I like creating exercise or just practicing some math stuff and I was to study for $n \in \mathbb{N}^{*}$ the sequence $$ \mathscr{H}_n=\int_{0}^{+\infty}\frac{\text{d}x}{\left(\alpha^2+x^2\right)^n} $$ where $\alpha \in \mathbb{R}^{*+}$.
I've shown that for all $n \in \mathbb{N}^{*}$ $$ \mathscr{H}_n=\frac{\pi}{\left(2\alpha\right)^{2n-1}}\frac{\left(2n-2\right)!}{\left(n-1\right)!^2} $$ Using Stirling Formula, I think I've shown that $$ \frac{\left(2n-2\right)!}{\left(n-1\right)!^2}\underset{(+\infty)}{\sim}\frac{4^{n-1}}{\sqrt{\pi\left(n-1\right)}} $$ But I'm not sure of this and i've tested for $n=70$ and it seems like okay but I would like to know if i'm right.
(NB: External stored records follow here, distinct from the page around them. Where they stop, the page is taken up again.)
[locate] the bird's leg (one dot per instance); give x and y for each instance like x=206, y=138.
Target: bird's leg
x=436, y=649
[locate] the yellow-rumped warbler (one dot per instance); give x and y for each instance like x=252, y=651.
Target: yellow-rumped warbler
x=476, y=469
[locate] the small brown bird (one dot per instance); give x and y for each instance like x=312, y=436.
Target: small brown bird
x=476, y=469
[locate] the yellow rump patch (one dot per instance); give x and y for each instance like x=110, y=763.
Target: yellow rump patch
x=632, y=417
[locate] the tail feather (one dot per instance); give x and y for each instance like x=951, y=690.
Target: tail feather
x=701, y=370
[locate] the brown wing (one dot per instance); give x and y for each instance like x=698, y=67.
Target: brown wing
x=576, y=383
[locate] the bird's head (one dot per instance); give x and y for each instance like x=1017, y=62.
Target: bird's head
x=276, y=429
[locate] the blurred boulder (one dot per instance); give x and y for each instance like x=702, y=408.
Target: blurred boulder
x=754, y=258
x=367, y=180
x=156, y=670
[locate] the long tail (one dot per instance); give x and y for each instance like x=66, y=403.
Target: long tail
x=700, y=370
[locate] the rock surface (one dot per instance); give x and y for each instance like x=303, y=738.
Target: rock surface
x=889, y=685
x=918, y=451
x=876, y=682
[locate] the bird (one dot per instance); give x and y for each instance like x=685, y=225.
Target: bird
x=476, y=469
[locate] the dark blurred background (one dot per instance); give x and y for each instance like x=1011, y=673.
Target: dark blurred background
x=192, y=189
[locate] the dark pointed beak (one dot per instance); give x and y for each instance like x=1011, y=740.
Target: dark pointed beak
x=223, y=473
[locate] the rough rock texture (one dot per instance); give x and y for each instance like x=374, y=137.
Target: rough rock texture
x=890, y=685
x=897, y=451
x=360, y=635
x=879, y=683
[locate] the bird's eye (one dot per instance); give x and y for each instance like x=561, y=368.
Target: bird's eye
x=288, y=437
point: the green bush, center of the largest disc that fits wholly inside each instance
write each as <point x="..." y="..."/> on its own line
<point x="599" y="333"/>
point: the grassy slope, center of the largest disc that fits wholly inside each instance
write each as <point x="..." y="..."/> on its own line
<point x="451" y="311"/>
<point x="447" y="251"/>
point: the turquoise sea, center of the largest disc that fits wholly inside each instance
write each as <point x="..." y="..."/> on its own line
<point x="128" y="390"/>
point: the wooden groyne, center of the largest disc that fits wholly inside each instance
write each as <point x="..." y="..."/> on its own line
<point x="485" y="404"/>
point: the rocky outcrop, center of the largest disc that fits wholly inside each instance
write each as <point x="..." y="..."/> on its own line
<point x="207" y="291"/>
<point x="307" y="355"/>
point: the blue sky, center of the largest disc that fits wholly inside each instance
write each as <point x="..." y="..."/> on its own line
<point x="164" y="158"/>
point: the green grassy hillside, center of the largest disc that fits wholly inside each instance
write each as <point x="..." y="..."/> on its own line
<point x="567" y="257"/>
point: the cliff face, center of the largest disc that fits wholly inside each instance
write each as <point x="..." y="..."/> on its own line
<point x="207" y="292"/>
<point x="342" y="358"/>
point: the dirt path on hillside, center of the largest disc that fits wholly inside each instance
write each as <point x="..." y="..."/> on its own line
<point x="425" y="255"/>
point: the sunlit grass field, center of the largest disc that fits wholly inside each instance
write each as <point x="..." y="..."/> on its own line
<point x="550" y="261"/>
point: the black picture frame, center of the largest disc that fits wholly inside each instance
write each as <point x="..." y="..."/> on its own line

Because it would imply that
$$ \mathscr{H}_n\underset{(+\infty)}{\sim}\frac{1}{2\alpha^{2n-1}}\sqrt{\frac{\pi}{n}} $$
which would be nice. Can somebody tells me if the results I found are correct ?
$\newcommand{\H}{\mathscr{H}}$For the asymptotics you don't need to evaluate the intgeral. One has: $$\H_n=\int^\infty_0 e^{-n\ln(x^2+a^2)}\,dx$$ As $n\to \infty$ the main contribution is near $0$ since $\ln(x^2+a^2)$ is strictly increasing. I'll use Taylor approximation around $x=0$ of second order to find the asymptotics (the first order does not give any "information"). That is: \begin{align} \ln(x^2+a^2)=\ln(a^2)+\frac{x^2}{a^2}+O(x^3) \ \ \ \ \text{ as }\ x\to 0 \end{align} This all can be made rigorous using aysmptotics analysis which I will not do here, but I'll just write it down: \begin{align} \H_n \sim \int^\infty_0 e^{-n(\ln(a^2)+x^2/a^2)}\,dx=e^{-n\ln(a^2)}\int^\infty_0 e^{-nx ^2/a^2}\,dx=\frac{1}{a^{2n}}\frac{a\sqrt[]{\pi}}{2\sqrt[]{n}}=\frac{1}{2a^{2n-1}}\sqrt[]{\frac{\pi}{n}} \end{align} The proof for the Laplace method can help you to prove this rigorously.